Dark Pete s’enfonça donc dans la masse touffue et sombre de la futaie la plus proche. Après deux heures de marche, il découvrit au détour d’un bosquet assez haut une toute petite cahute, de la cheminée de laquelle s’échappait de la fumée. L’air autour de la masure sentait si bon le ragoût d’agneau et le pain fait maison qu’il en eut l’eau à la bouche.
N’écoutant que son estomac le tiraillant méchamment, il ouvrit la porte sans frapper et entra sans y être invité. L’homme qui vivait là eut un sursaut de peur et recula vers le fond de la pièce. Peter, ne voulant pas traumatiser celui à qui il comptait demander asile, leva les mains dans un geste d’apaisement qui eut pour seul effet de faire effroyablement grincer son armure.
Les regards des deux hommes se croisèrent et le propriétaire de la cabane lut dans les yeux de son invité imprévu toute la tristesse du monde. Cela lui brisa le cœur et tout à coup non seulement il n’eut plus peur mais sa seule raison de vivre devint celle-ci : rendre le bonheur à ce pauvre chevalier errant.
S’approchant de Pete le sombre, Tomo (mage des bois de son état) sourit doucement.
- Je serais honoré si vous partagiez mon humble repas noble voyageur, dit-il d’une voix douce tout en lui présentant une chaise.
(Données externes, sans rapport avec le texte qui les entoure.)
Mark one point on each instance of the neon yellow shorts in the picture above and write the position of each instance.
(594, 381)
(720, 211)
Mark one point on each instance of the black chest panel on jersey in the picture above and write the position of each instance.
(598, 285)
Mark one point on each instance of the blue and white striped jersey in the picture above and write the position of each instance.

Ma solitude est si grande, je n’ai jamais de visites. Je m’appelle Tomislav. Et vous ?
- Je suis Peter le som… Je m’appelle Pete, finit par balbutier l’ex-chevalier en poussant un soupir de lassitude.
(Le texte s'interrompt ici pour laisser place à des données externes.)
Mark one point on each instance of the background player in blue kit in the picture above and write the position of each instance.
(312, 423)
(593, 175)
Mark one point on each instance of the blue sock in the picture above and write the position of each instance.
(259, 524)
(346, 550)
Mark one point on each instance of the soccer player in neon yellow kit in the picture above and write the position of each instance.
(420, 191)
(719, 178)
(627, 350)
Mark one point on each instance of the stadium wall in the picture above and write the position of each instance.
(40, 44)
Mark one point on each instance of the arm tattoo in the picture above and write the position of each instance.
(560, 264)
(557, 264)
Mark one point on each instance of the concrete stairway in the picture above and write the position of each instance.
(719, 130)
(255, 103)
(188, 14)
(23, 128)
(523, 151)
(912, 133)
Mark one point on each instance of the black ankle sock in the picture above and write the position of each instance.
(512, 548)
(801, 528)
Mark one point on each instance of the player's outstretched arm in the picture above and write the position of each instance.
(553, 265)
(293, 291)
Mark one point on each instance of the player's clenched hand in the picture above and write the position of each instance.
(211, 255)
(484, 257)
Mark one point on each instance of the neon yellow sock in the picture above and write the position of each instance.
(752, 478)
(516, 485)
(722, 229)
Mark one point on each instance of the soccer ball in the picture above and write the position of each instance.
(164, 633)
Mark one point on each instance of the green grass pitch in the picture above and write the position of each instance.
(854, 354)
- Laissez-moi vous débarrasser de votre armure, vous serez plus à l’aise pour vous asseoir.
Pete hocha la tête et Tomo, d’un geste de sa baguette magique, lui retira son armure et la remisa en tas dans un coin de la pièce. Aussitôt le jeune homme se sentit beaucoup mieux, comme si un poids lui avait été ôté des épaules, et pas seulement au sens littéral du terme.
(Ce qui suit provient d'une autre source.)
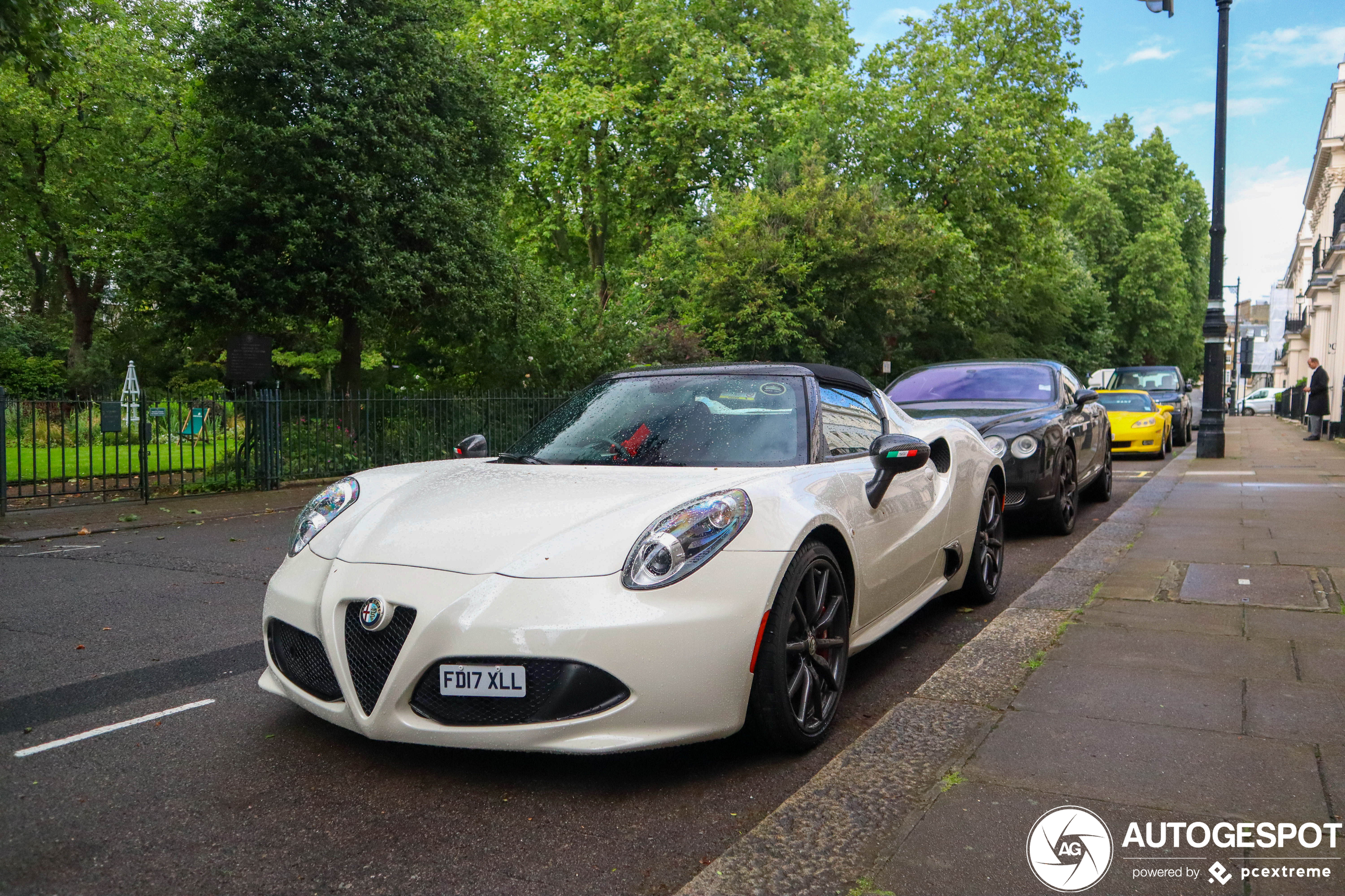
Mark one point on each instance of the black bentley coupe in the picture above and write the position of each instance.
(1051, 432)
- Que… que m’arrive-t-il ?
- Votre armure n’était pas faite pour vous, elle vous empêchait d’être heureux. Est-ce que je me trompe si je vous dis que vous auriez dû en porter une plus petite ?
- No… Non…, bredouilla l’ancien chevalier en s’asseyant lourdement sur la chaise offerte par le mage des bois.
La tête basse il se sentait submergé par l’émotion et la honte de ces mois passés à errer sans but, et sans s’en rendre compte, la prise de conscience de ce qu’il avait fait et vécu lui rendit sa taille réelle, soit un mètre soixante-dix.
- Que vais-je devenir ? murmura-t-il tristement.
- Pour le moment vous allez manger, vous laver et vous reposer. Demain sera un autre jour, je vous présenterai mon ami Jared, il se débrouille comme personne pour trouver quelle est la vraie vocation des gens, le rassura Tomislav de sa voix douce et confiante.
Tout en parlant, le maître de maison avait servi deux grands bols de ragoût et découpé une miche de pain et avait posé le tout sur la table. Il tapota la main de Pete, s’assit lui aussi et lui souhaita un bon appétit.
Et c’est ainsi que Pete se réinséra doucement dans la société, en acceptant sa condition d’homme de taille moyenne et en apprenant à l’utiliser au mieux au lieu d’essayer à toute force de changer quelque chose qui ne peut l’être. C’est grâce à cette nouvelle façon de vivre que le jeune homme retrouva toute sa joie et mit son expérience au service des autres, rendant ainsi au royaume son statut de royaume où tout va toujours bien.